Dealer Payment Initiation and Completion

  • Endpoint: /vpws/payment
  • HTTP Method: POST
  • Request Content-Type: application/json
  • Response Content-Type: application/json
  • Authorization: Valid AccessToken required.
    (See: 2. Authentication – Obtaining AccessToken)

Description

This service initiates a card payment through the POS assigned to the dealer.

The service supports

  • 3D (OTP verification)
  • Non-3D (direct, without OTP verification)

payment flows.

Within VPWS scope, the transaction is performed under the dealer identity linked to the AccessToken, not on behalf of the company.

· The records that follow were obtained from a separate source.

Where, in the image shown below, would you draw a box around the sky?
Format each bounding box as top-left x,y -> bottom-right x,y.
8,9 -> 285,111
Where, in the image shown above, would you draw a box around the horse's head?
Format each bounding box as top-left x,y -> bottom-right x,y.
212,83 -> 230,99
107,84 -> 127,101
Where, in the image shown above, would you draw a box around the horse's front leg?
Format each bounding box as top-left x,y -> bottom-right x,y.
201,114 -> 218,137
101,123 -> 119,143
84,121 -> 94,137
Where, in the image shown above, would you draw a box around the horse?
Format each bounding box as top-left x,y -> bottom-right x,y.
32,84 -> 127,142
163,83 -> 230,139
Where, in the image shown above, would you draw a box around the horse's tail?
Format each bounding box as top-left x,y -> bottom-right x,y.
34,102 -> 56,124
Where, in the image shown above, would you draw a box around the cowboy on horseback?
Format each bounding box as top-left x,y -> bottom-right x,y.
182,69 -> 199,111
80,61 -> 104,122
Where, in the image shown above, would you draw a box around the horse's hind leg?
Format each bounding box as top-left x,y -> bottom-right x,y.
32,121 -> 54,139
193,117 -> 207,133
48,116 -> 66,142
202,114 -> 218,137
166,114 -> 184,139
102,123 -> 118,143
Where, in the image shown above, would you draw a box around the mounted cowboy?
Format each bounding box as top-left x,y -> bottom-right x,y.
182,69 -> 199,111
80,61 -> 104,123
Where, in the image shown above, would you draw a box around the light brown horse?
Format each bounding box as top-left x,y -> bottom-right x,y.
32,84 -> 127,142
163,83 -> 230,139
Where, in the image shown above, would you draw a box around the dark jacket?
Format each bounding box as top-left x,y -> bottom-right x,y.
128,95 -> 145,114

Note: A dealer can only initiate transactions with tenantPosId values assigned to them.

Header Information

Header NameRequiredDescription
AuthorizationYesBearer {AccessToken}
Content-TypeYesapplication/json

Request Body

Top-Level Fields

FieldTypeRequiredDescription
amountnumberYesTransaction amount
installmentintYesNumber of installments (use 1 for single payment)
tenantPosIdstring (GUID)YesPOS identifier to be used
currencyCodestringYesISO 4217 currency code
use3DbooleanYesWhether to use 3D Secure
returnUrlstringYes for 3DRedirect URL after OTP
clientOrderReferenceCodestringNoDealer order reference (idempotency recommended)
contactobjectYesCardholder information
cardobjectYesCard information

contact Field

FieldTypeRequiredDescription
namestringYesFirst name
surnamestringYesLast name
emailstringYesEmail
tcknstringNoNational ID (regulation dependent)
descriptionstringNoDescription
phonestringNoMobile phone

card Field

FieldTypeRequiredDescription
cardNumberstringYesCard number (PAN)
cardHolderNamestringYesName on card
cvvstringYesSecurity code
expMonthintYesExpiration month (1–12)
expYearintYesExpiration year (YYYY)
{
  "contact": {
    "name": "test",
    "surname": "surname",
    "email": "[email protected]",
    "tckn": "23671373136",
    "description": "est",
    "phone": "5002583519"
  },
  "card": {
    "cardNumber": "4155650100416111",
    "cardHolderName": "Emre Çağlar",
    "cvv": "000",
    "expMonth": 12,
    "expYear": 2030
  },
  "amount": 250,
  "installment": 1,
  "tenantPosId": "03cbbf3e-ff9e-ee11-98ef-005056b0d2e5",
  "currencyCode": "TRY",
  "use3D": true,
  "clientOrderReferenceCode": "46548545646565",
  "returnUrl": "https://google.com"
}

Response Structure

data Fields

FieldTypeDescription
redirectUrlstring/nullOTP page URL for 3D flow
referenceNumberstringSystem reference number
transactionStatusIdintTransaction status code
errorMessagestring/nullError message
errorCodestring/nullError code
transactionIdstring (GUID)Transaction identifier

Flow Scenarios

3D Payment (use3D: true)

  1. /vpws/payment is called.
  2. redirectUrl is returned.
  3. User is redirected to bank's OTP page.
  4. OTP result is sent to the system.
  5. Transaction is automatically finalized (AutoCommit).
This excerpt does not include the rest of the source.